On Monday evening March 17th, 2014, Rabbi Shlomo Einhorn, Dean of Yeshivat Yavneh, began a repeat of his first-rate 14 part “Series on the History of Orthodox Judaism in Los Angeles”. Originally presented over a 4 month period on Shabbos afternoons before Mincha, the response was so phenomenal that Rabbi Einhorn decided to repeat the series on Monday evenings so that others can relive or discover the history of their Los Angeles Jewish community.
A native of L.A., Rabbi Einhorn began the task of researching the history of the orthodox communities in Los Angeles from its early days to the present as a result of a personal interest. The research developed and grew and before long it took on a life of its own. In an effort to add substance and interest into the series, Rabbi Einhorn interviewed Los Angeles old timers, who fleshed out many of the attention-grabbing events in the last 80 years of LA’s orthodox development.

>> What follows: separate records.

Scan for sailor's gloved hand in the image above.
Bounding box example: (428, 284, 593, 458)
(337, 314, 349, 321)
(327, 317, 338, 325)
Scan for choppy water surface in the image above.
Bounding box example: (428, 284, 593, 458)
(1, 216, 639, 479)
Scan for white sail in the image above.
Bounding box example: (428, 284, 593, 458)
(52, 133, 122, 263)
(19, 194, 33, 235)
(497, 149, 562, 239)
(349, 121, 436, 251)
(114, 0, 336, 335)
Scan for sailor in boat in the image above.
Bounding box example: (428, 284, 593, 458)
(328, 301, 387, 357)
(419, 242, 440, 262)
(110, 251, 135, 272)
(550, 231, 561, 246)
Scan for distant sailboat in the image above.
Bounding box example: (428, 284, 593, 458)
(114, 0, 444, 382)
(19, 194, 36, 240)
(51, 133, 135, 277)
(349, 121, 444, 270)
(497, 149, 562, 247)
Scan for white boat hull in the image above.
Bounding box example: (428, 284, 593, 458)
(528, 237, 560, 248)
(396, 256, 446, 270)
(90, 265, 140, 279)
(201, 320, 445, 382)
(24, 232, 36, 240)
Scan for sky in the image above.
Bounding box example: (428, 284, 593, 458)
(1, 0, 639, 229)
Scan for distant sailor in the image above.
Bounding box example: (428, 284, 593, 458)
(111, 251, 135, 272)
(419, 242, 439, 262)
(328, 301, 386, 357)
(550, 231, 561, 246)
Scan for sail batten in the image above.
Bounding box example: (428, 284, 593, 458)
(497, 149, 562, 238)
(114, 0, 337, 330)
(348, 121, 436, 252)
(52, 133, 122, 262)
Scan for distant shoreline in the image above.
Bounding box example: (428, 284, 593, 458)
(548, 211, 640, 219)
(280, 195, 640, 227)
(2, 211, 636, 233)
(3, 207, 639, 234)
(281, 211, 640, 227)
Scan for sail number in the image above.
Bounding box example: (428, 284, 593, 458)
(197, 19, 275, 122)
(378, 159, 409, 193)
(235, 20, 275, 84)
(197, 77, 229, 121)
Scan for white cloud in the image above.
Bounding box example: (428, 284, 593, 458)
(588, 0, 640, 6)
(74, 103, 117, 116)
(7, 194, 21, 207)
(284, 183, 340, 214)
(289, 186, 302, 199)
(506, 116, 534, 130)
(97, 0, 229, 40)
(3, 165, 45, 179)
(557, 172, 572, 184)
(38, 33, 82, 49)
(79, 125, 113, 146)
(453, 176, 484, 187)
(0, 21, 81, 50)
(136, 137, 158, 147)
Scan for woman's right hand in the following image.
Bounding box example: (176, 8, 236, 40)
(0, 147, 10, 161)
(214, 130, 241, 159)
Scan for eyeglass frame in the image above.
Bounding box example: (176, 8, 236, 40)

The first in the series, “Oy Vey Kabom: The Wild West”, Rabbi Einhorn laid the groundwork by presenting the first Jews who came out west and wanted to maintain a connection to their Jewish upbringing, by establishing a synagogue, hiring a rabbi and providing many of the trappings required to create a true Jewish presence in Los Angeles. This was over 150 years ago.
The second in the series covered the depression era and Hollywood, aptly titled, “From the Depth I Call Out”. These two events were held at the Young Israel of Century City.\
In speaking of the series, Rabbi Einhorn stated, “I really started this as a small series, but as I began my research and was given the opportunity to use the UCLA archives, I uncovered far more information than I originally anticipated. I discovered that we have a most remarkable history and many of us do not realize it. LA didn’t start the way most communities do. It wasn’t the result of an influx of a large group of Jews that came out west as an existing community, reestablishing themselves in Los Angeles. Nor was it the accomplishment of one individual Rabbi who came out west and built up a community.”